I did find one mistake in the code. But even with this correction, the estimates (especially for the correlations) are off (the first rho should be -0.3 ish not positive 0.4). I can get “correct” estimates using brms or rstanarm so I must be doing something wrong in terms of the pymc3 code?
id_idx=wages.new_id.values #array of the group IDs
N_ids=len(wages.id.unique()) # number of unqiue group IDs
dim_corr=3 #dimension of the correlation matrix (int, slope for exper and slope for hgc.9)
with pm.Model() as m_wages:
#distribution LKJCholeskyCov pulls the needed number of standard deviations
#LKJCholeskyCov will extract as many as needed
sd_dist = pm.HalfCauchy.dist(beta=2)
#eta is the parameter of how informative the prior is (figure 13.3 of rethinking) for the correlation
# n is the dimension of the covariance matrix (here 3 x 3)
packed_chol = pm.LKJCholeskyCov('chol_cov', eta=1, n=dim_corr, sd_dist=sd_dist)
#n The number of rows of the triangular matrix - corresponds to dimension of the corr matrix above
#lower : If true, assume that the matrix is lower triangular.
chol = pm.expand_packed_triangular(n=dim_corr, packed=packed_chol, lower=True)
#The cholesky decomposition only includes L where S=LL.T so this gets to the full covariance matrix
cov = tt.dot(chol, chol.T)
# Extract the standard deviations and rhos#################################################################
##########################################################################################################
#The diagonal of the covariance matrix are the variances
sigma_id = pm.Deterministic('sigma_id', tt.sqrt(tt.diag(cov)))

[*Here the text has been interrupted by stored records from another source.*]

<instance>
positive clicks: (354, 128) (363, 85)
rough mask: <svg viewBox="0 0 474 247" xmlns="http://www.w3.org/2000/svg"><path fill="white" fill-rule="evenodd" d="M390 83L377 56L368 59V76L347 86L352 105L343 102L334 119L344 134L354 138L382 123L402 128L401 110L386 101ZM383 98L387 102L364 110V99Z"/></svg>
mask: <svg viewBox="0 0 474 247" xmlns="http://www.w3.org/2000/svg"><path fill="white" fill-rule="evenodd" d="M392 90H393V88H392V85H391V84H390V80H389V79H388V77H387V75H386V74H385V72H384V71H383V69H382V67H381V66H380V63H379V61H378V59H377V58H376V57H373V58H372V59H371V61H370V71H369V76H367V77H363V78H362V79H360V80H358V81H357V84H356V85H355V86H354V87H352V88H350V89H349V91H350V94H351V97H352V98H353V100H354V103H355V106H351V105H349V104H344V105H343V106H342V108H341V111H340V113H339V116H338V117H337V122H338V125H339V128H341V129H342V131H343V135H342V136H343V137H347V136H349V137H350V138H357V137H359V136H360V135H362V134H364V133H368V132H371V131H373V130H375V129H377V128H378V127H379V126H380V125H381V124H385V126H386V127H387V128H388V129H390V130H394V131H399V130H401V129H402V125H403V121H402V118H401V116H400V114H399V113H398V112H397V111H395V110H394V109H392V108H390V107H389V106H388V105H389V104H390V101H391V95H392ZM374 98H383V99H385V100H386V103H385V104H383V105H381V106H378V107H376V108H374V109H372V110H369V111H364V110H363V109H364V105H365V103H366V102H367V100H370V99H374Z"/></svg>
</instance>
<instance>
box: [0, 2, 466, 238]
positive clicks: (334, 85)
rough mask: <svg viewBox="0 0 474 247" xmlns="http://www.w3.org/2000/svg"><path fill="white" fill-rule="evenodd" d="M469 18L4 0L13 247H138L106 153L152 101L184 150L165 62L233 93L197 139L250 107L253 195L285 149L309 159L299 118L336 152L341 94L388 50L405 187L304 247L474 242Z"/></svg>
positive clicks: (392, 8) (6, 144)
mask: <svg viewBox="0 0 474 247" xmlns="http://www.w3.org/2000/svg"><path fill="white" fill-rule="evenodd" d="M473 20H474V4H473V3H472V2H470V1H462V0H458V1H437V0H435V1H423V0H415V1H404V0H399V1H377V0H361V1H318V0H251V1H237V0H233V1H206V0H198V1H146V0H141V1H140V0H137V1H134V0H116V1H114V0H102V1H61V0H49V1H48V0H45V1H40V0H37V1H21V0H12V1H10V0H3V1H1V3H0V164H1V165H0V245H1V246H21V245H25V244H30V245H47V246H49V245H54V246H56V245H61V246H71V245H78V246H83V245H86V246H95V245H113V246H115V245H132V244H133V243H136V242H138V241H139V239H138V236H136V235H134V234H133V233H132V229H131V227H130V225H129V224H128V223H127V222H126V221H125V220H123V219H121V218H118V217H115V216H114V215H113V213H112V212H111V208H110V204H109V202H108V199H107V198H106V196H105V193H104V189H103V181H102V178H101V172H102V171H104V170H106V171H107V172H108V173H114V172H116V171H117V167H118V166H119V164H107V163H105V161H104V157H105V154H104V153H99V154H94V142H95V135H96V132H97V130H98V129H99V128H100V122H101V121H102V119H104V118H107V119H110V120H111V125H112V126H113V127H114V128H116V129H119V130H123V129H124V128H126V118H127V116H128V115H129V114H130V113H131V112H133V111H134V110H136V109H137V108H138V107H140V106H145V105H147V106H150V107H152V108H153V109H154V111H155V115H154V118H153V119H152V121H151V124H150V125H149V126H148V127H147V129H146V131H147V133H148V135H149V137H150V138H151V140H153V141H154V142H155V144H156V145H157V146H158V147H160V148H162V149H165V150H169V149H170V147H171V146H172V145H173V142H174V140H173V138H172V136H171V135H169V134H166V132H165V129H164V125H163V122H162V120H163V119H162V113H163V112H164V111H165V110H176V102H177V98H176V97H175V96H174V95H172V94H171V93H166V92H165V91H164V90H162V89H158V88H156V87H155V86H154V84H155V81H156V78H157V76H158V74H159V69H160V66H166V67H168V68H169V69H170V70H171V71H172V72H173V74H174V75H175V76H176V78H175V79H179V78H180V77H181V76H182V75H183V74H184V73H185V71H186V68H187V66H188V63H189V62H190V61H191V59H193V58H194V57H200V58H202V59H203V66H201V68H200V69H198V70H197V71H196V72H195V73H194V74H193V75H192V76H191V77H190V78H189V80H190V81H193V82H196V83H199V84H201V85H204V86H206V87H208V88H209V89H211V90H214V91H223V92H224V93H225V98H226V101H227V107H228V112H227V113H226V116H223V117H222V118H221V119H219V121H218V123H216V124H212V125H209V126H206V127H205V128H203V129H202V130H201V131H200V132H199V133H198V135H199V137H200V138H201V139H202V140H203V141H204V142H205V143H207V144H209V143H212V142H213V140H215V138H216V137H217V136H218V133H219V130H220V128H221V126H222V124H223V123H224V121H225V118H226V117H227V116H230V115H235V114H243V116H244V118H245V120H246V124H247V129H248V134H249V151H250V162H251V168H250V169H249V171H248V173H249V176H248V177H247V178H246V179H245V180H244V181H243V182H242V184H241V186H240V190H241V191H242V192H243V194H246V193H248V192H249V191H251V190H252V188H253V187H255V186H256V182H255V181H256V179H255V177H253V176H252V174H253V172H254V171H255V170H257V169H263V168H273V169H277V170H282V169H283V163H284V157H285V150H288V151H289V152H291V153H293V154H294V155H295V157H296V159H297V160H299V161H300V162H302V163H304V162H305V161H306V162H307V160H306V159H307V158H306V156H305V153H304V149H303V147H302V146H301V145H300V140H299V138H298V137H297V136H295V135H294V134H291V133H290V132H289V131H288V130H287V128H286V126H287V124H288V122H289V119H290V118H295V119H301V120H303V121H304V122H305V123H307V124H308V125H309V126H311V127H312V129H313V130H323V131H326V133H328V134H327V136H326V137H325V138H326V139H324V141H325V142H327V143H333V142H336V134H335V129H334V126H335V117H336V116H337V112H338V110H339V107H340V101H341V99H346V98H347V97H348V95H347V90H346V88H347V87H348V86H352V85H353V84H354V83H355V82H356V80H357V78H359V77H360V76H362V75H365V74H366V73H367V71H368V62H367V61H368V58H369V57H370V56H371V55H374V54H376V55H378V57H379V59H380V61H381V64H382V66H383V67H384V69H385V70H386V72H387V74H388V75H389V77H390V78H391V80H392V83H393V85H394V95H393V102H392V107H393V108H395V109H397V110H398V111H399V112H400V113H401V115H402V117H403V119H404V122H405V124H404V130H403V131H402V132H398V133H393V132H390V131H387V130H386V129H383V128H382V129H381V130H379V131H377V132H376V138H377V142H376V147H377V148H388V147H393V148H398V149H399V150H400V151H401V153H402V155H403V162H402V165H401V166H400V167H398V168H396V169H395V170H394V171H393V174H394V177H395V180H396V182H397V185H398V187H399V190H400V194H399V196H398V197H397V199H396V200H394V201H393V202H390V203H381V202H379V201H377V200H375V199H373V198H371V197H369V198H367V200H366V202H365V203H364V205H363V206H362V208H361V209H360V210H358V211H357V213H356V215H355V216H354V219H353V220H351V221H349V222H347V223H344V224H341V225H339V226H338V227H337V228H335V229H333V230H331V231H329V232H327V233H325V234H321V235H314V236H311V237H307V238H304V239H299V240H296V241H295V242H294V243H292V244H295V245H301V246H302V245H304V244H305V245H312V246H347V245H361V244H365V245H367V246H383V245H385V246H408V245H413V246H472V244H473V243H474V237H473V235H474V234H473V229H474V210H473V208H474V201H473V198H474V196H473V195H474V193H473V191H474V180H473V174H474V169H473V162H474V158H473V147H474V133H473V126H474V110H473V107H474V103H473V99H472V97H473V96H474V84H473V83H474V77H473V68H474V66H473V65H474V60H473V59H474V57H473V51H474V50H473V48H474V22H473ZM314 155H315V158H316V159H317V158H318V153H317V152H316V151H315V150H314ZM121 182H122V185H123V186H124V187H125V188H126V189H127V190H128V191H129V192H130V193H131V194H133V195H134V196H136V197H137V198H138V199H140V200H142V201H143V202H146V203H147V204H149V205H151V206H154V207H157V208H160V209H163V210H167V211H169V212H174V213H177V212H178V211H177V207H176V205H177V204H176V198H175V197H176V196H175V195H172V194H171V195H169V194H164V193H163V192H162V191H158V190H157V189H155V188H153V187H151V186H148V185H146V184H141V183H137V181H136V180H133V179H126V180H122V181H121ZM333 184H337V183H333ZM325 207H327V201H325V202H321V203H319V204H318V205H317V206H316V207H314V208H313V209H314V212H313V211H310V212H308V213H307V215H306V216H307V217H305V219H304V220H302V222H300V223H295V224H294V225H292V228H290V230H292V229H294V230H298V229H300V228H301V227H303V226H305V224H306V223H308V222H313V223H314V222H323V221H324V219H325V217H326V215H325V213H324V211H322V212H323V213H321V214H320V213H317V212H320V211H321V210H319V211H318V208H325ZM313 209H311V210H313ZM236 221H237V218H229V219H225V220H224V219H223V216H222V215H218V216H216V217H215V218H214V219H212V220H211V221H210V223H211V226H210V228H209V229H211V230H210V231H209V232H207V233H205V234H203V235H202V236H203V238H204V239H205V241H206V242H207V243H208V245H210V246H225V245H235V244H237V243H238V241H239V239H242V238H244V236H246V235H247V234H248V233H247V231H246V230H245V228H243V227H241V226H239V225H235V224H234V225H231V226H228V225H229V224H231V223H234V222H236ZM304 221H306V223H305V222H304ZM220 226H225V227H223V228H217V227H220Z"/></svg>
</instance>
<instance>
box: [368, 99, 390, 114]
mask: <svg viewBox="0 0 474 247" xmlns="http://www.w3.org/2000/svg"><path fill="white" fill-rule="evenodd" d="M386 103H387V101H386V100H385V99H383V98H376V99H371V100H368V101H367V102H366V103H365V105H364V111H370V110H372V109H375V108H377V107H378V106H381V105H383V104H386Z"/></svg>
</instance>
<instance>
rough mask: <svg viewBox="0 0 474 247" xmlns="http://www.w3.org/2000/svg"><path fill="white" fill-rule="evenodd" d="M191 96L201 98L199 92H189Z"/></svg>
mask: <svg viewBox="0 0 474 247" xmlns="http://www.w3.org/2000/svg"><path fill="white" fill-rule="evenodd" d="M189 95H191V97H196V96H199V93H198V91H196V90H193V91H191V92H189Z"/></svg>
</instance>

#these are the variance components (intercept and the 2 slopes)
variance_components=pm.Deterministic('variance_components',tt.power(sigma_id,2))
#This converts to correlation matrix
corr = tt.diag(sigma_id**-1).dot(cov.dot(tt.diag(sigma_id**-1)))
# the '3' (dim_corr) here says how many indicies to pull out
r = pm.Deterministic('Rho', corr[np.triu_indices(dim_corr, k=1)])
#can use chol or covariance matrix directly according to docstring
#This is the distribution of random effects : intercepts and slopes for all the observations in the data
ab_id = pm.MvNormal('ab_id', mu=0, chol=chol, shape=(N_ids, dim_corr)) # Population of varying effects
# Shape needs to be (N_ids, 3) because we're getting back both a and b for each group
#the grand intercept and the 2 other fixed effects
# these are assumed independent from the random effects
fixedEffects = pm.Normal('fixedEffects', 0., 10., shape=3)
#linear model
#order here will dictate order for covariance matrix
'''
intercept exper hgc.9
intercept
exper
hgc.9
'''
A = fixedEffects[0] + ab_id[id_idx, 0] #this is PIE_0_i in Singer/Willett book (fixed intercept + random intercepts)
BE = fixedEffects[1] + ab_id[id_idx, 1] #this is PIE_1_i
BH = fixedEffects[2] + ab_id[id_idx, 2] #this is PIE_2_i
mu = A + BE * wages['exper'].values +BH * wages['hgc.9'].values # linear model
sd = pm.HalfCauchy('sigma', beta=2) # prior stddev within ids (the error term sigma_e in Singer / Willet)
resid_var=pm.Deterministic('resid_var',tt.power(sd,2))
lnw = pm.Normal('lnw', mu=mu, sd=sd, observed=wages['lnw']) # likelihood
trace_wages = pm.sample(10000, tune=10000)